4.2 O Debate na Atualidade
4.2.2 Offe: o Trabalho Perdeu seu Status
Segundo o sociólogo Claus Offe (1989), o trabalho foi questão central de pesquisa para os pensadores clássicos Marx, Weber e Durkheim, por ser a atividade econômica o centro da sociedade burguesa que estava abalada pelos conflitos trabalhistas. Ele pontua três aspectos sob os quais a noção de trabalho impunha-se como pedra fundamental da teoria da sociedade para esses pensadores e teóricos da política daquela época.
O primeiro ponto que Offe levanta é o rápido crescimento quantitativo do trabalho em sua forma pura, ou seja, livre de outras esferas da ação e das funções sociais, tais como família e lazer, que eram tratados de forma conjunta. Segundo ele, “[...] esse processo de diferenciação e purificação, que pela primeira vez tornou possível a personificação do trabalho na figura social do ‘trabalhador’, estende-se à diferenciação entre a esfera doméstica e a do trabalho, entre a propriedade e o trabalho remunerado [...]” (OFFE, 1989, p. 14) O trabalho livre dos vínculos feudais que passa ser orientado pelo mercado e pelo “açoite da fome” (WEBER apud OFFE, 1989, p. 14), se transforma numa coação estrutural e ponto de partida empírico para as teorias dos clássicos. O segundo ponto que ele destaca como fator de atenção dos clássicos ao trabalho é a antiga hierarquia entre atividades “inferiores” e “superiores” que, no Século XVIII, foi nivelada ou até mesmo invertida devido a reforma protestante, as teorias político-econômicas e a revolução burguesa. O último ponto é a proletarização da força de trabalho e a liberação moral do trabalho para utilização na indústria como força motriz.
Offe quer mostrar com isso que o trabalho, no início na Sociedade Industrial, era categoria central de análise social, enquanto que na sociedade atual, ele perde sua centralidade ao ser compartilhado com outras frentes do agir humano. Dessa forma, ele enumera alguns indícios que comprovam que o trabalho se mescla com outras ações humanas. Segundo ele, dois mecanismos fariam o trabalho desempenhar papel central na vida das pessoas: sendo normatizado como obrigação para integração social ou instalado como imposição no âmbito da integração sistêmica.
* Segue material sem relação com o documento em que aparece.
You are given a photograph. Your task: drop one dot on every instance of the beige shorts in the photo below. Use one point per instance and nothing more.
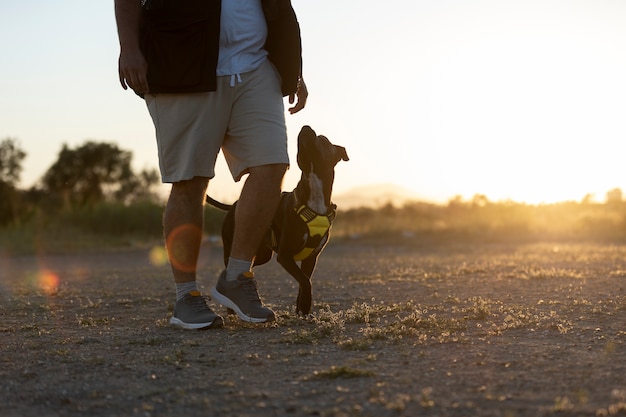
(245, 118)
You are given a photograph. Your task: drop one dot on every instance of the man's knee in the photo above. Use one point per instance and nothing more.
(192, 189)
(272, 173)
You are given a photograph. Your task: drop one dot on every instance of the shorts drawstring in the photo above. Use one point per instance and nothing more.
(232, 79)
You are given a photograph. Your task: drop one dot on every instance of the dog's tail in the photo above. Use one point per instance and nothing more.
(218, 204)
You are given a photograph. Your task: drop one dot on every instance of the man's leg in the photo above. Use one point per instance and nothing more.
(255, 209)
(182, 226)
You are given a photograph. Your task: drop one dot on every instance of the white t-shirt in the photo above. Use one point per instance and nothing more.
(243, 32)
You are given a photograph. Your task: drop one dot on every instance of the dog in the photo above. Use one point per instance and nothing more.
(301, 225)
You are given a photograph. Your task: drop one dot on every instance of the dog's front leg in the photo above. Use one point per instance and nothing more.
(303, 304)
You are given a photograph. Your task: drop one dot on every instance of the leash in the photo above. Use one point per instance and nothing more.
(318, 227)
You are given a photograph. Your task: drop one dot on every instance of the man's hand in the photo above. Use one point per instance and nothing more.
(302, 93)
(132, 66)
(133, 71)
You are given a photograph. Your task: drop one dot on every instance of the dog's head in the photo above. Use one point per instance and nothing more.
(317, 157)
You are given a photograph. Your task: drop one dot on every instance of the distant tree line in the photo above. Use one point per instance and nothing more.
(84, 176)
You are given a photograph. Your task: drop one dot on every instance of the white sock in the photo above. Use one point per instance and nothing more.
(185, 288)
(237, 267)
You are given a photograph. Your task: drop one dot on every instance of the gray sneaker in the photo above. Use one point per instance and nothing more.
(242, 296)
(193, 313)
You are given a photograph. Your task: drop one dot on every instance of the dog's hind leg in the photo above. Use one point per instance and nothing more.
(304, 301)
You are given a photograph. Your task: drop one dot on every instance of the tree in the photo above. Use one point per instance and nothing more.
(91, 173)
(11, 157)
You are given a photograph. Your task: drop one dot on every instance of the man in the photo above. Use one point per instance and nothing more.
(213, 74)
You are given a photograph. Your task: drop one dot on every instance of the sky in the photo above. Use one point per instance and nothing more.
(520, 100)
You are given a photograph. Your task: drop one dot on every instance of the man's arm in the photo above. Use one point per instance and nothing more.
(132, 65)
(302, 94)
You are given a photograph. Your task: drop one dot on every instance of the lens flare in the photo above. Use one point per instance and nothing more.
(47, 281)
(158, 256)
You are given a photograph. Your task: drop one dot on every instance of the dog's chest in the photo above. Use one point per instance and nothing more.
(316, 194)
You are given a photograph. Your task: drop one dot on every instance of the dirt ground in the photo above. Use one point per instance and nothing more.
(399, 330)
No primeiro caso, o trabalho seria uma referência de uma vida moralmente correta e, no segundo, seria uma condição de sobrevivência física.
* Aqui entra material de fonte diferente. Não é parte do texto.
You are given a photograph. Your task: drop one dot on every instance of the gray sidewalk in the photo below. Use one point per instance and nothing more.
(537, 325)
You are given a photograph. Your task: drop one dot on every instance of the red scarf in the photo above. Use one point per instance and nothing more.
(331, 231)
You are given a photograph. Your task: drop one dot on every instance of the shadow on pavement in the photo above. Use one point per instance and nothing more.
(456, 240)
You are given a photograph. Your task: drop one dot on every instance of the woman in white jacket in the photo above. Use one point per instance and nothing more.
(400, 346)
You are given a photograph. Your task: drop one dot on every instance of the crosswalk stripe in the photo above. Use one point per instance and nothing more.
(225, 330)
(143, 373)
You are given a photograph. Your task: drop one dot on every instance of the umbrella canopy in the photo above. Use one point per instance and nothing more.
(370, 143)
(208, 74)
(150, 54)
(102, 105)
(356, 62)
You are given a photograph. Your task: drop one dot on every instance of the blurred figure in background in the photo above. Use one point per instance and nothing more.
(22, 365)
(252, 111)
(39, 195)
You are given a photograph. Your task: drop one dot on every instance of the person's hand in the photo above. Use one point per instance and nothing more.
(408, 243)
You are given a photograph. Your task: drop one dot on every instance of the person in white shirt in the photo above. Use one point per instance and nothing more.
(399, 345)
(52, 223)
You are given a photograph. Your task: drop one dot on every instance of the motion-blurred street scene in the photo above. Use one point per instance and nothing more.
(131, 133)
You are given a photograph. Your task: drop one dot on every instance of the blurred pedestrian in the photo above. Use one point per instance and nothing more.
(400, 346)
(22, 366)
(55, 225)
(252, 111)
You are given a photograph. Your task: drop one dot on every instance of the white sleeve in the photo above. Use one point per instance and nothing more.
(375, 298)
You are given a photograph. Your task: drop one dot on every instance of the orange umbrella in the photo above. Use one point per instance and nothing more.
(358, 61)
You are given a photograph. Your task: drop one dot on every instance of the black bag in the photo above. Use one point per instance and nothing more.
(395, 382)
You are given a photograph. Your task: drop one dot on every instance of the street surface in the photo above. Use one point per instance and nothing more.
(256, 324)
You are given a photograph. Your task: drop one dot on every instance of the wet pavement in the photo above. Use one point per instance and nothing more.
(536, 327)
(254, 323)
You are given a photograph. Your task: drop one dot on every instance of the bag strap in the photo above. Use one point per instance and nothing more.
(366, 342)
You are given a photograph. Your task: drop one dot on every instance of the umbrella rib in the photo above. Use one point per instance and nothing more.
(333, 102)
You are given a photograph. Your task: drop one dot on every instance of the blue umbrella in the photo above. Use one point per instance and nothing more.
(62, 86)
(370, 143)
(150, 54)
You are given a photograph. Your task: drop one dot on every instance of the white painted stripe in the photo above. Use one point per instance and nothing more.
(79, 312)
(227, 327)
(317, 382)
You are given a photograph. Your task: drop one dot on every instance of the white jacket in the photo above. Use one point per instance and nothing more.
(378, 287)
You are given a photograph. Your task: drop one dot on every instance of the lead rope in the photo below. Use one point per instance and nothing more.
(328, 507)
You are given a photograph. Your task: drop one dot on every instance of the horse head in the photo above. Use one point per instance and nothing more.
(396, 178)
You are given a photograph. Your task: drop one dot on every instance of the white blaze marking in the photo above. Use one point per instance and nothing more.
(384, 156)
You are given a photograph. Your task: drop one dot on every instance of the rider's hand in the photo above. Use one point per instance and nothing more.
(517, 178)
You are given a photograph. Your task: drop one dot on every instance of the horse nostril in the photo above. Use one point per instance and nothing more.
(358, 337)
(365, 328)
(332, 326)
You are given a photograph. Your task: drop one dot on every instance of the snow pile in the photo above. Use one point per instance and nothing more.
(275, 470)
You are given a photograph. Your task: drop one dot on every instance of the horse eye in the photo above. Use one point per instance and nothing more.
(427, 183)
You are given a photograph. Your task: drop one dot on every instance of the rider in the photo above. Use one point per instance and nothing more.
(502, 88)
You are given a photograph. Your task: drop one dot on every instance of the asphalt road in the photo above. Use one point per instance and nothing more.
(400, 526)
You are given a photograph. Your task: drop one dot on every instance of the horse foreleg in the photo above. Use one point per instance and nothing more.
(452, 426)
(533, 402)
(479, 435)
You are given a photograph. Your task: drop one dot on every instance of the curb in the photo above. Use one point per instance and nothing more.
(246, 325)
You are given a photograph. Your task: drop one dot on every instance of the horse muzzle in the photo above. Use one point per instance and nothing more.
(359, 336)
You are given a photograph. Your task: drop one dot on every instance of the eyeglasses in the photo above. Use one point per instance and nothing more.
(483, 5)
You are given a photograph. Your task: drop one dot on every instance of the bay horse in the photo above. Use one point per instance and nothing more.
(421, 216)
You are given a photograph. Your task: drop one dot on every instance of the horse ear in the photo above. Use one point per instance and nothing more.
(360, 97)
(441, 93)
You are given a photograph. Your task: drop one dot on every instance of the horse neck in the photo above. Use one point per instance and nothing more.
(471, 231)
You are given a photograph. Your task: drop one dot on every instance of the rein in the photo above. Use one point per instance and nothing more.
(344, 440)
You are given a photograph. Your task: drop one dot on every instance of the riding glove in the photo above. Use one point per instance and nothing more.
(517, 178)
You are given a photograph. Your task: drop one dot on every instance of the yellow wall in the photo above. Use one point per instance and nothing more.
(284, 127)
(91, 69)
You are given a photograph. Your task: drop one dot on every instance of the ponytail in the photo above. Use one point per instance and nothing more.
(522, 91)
No primeiro caso, provavelmente fracassaria essa tentativa de se atribuir uma moral para o trabalho, devido a erosão das tradições culturais religiosas ou secularizadas. Outro motivo desse fracasso seria a taylorização da produção, que conduz à eliminação do “fator humano” no processo de produção industrial imediata. Nesse modelo de produção, o fator humano sempre foi visto como insegurança e transtorno, sendo que para a empresa torna-se “[...] estrategicamente racional vincular o processo produtivo a normas como a ‘responsabilidade’ e outras virtudes do trabalho.” (OFFE, 1989, p. 27)
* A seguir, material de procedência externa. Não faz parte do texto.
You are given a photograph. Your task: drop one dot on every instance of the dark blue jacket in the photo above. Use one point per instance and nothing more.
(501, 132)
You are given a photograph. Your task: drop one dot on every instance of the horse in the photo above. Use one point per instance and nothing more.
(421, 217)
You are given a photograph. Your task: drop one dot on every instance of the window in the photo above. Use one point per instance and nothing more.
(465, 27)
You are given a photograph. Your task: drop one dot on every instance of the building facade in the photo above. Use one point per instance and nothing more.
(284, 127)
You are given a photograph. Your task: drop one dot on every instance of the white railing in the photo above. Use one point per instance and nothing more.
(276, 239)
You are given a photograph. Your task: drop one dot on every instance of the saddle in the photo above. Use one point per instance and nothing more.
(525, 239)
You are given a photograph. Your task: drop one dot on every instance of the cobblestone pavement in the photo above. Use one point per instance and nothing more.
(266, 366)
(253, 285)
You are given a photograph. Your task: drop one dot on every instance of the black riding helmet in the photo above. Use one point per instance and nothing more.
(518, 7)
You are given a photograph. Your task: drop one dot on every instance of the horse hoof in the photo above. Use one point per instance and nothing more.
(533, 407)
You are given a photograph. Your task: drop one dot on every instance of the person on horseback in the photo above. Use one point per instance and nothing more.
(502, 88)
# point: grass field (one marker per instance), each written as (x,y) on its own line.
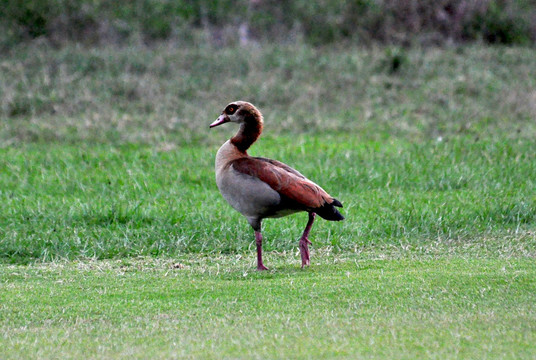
(115,242)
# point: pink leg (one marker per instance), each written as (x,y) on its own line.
(258,240)
(304,241)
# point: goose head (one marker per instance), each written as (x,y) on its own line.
(240,112)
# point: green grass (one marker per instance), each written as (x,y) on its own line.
(107,180)
(376,305)
(103,202)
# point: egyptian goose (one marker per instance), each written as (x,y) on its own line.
(261,188)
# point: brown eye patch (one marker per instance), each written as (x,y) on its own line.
(230,109)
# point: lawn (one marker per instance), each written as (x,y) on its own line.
(115,242)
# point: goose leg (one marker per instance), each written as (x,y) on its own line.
(304,241)
(258,240)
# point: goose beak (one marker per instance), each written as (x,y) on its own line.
(220,120)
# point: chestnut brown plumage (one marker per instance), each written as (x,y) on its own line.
(263,188)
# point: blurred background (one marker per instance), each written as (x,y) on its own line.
(227,22)
(158,71)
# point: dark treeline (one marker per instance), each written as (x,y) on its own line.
(225,22)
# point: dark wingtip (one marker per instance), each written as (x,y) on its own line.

Outro motivo que secundariza moralmente a esfera do trabalho é a desagregação dos ambientes de vida, que são homogêneos com respeito às categorias de trabalho e profissão e geram um contexto de vida composto pelo trabalho, por tradições familiares, vinculações a organizações, lazer, consumo e instrução. Argüi ele, que a tentativa de construir o ambiente de vida a partir da esfera do trabalho é cada vez mais inútil hoje, por causa da estrutura temporal e da biografia de trabalho. Em primeiro lugar, porque a formação e o exercício profissional deixaram de ter continuidade e já representam mais uma exceção que uma regra. Em segundo lugar, devido à tendência secular de redução da parcela do tempo de trabalho no tempo de vida, pois com isso se expande, cada vez mais, o tempo livre, no qual outras experiências, orientações e necessidades são determinantes. Além disso, afirma Offe,
[...] quanto maior for a extensão de experiências (ou ansiedades) de desemprego ou de retirada involuntária da atividade de trabalho remunerado, tanto mais baixo será, presumivelmente, o limiar do efeito da (auto-) estigmatização moral do desemprego, já que ele não mais poderia ser atribuído ao fracasso ou à culpa individual (principalmente no caso do desemprego maciço em certas regiões ou em certos ramos de atividades). (OFFE, 1989, p. 28)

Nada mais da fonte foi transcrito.